Nancy Willard, June 26, 1936 – February 19, 2017

Nancy Willard, June 26, 1936 – February 19, 2017

Things Invisible to See Nancy Willard-small Pish, Posh, Said Hieronymus Bosch Sister Water Nancy Willard paperback-small

Nancy Willard was the author of more than 70 books, including more than 40 books for children, such as the Anatole trilogy, Firebrat (1988), East of the Sun and West of the Moon: A Play (1989), and Pish, Posh Said Hieronymus Bosch (1991), illustrated by the Dillons. She won the Newbery Award in 1982 for her book of poetry, William Blake’s Inn, illustrated by Alice & Martin Provensen. It was the first book of poetry to win the Newbery.
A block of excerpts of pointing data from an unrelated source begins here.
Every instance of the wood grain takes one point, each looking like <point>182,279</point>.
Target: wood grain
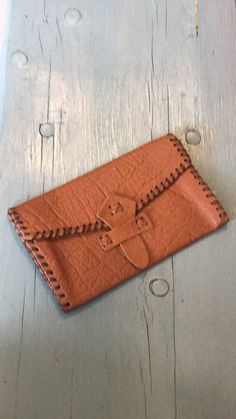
<point>108,76</point>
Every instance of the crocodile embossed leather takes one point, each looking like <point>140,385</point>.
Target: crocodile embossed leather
<point>104,227</point>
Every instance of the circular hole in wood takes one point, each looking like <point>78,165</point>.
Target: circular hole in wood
<point>159,287</point>
<point>46,130</point>
<point>193,137</point>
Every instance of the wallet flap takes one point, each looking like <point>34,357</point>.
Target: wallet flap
<point>141,175</point>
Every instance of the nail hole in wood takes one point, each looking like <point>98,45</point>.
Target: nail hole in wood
<point>19,58</point>
<point>72,16</point>
<point>193,137</point>
<point>159,287</point>
<point>46,129</point>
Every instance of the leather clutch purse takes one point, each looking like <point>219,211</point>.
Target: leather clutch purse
<point>106,226</point>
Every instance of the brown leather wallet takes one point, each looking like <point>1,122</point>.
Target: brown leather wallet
<point>104,227</point>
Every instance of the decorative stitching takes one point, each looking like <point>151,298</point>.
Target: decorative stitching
<point>39,259</point>
<point>141,203</point>
<point>209,194</point>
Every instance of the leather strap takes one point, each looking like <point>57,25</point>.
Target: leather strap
<point>126,229</point>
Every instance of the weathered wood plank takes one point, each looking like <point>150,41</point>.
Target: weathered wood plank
<point>107,76</point>
<point>83,72</point>
<point>202,87</point>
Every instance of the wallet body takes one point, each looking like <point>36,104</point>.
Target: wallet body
<point>106,226</point>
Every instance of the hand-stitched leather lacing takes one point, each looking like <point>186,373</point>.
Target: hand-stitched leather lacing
<point>31,246</point>
<point>69,231</point>
<point>209,194</point>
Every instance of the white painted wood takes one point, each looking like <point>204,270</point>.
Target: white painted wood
<point>108,76</point>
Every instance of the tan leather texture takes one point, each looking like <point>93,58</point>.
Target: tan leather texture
<point>100,229</point>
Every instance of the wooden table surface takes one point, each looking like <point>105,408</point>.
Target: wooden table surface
<point>84,82</point>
She also wrote a handful of fantasy novels for adults, including Things Invisible to See (1985), which I bought in Ottawa in the Bantam Spectra paperback edition in 1986 (above left; cover by Todd Schorr). Set in her home town of Ann Arbor in the 1940s, it tells the tale of two brothers who meet a paralyzed young woman, and ends with a baseball game featuring some of the sport’s most famous players. Sister Water (1993) was called “Heavenly…Marvelous… A kind of miracle,” by People magazine (see the back cover of the Wayne State edition here).
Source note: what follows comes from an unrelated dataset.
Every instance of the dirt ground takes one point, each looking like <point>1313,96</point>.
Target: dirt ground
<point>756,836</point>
Nancy Willard was born on June 26, 1936 in Ann Arbor, Michigan. She earned a Ph.D. at the University of Michigan, and became a professor at Vassar College in Poughkeepsie, New York in 1965. She retired from Vassar in 2013. Her last children’s book will be released this fall. She died peacefully at her home in Poughkeepsie on February 19. She was 80 years old. Read her obituary at the Poughkeepsie Journal.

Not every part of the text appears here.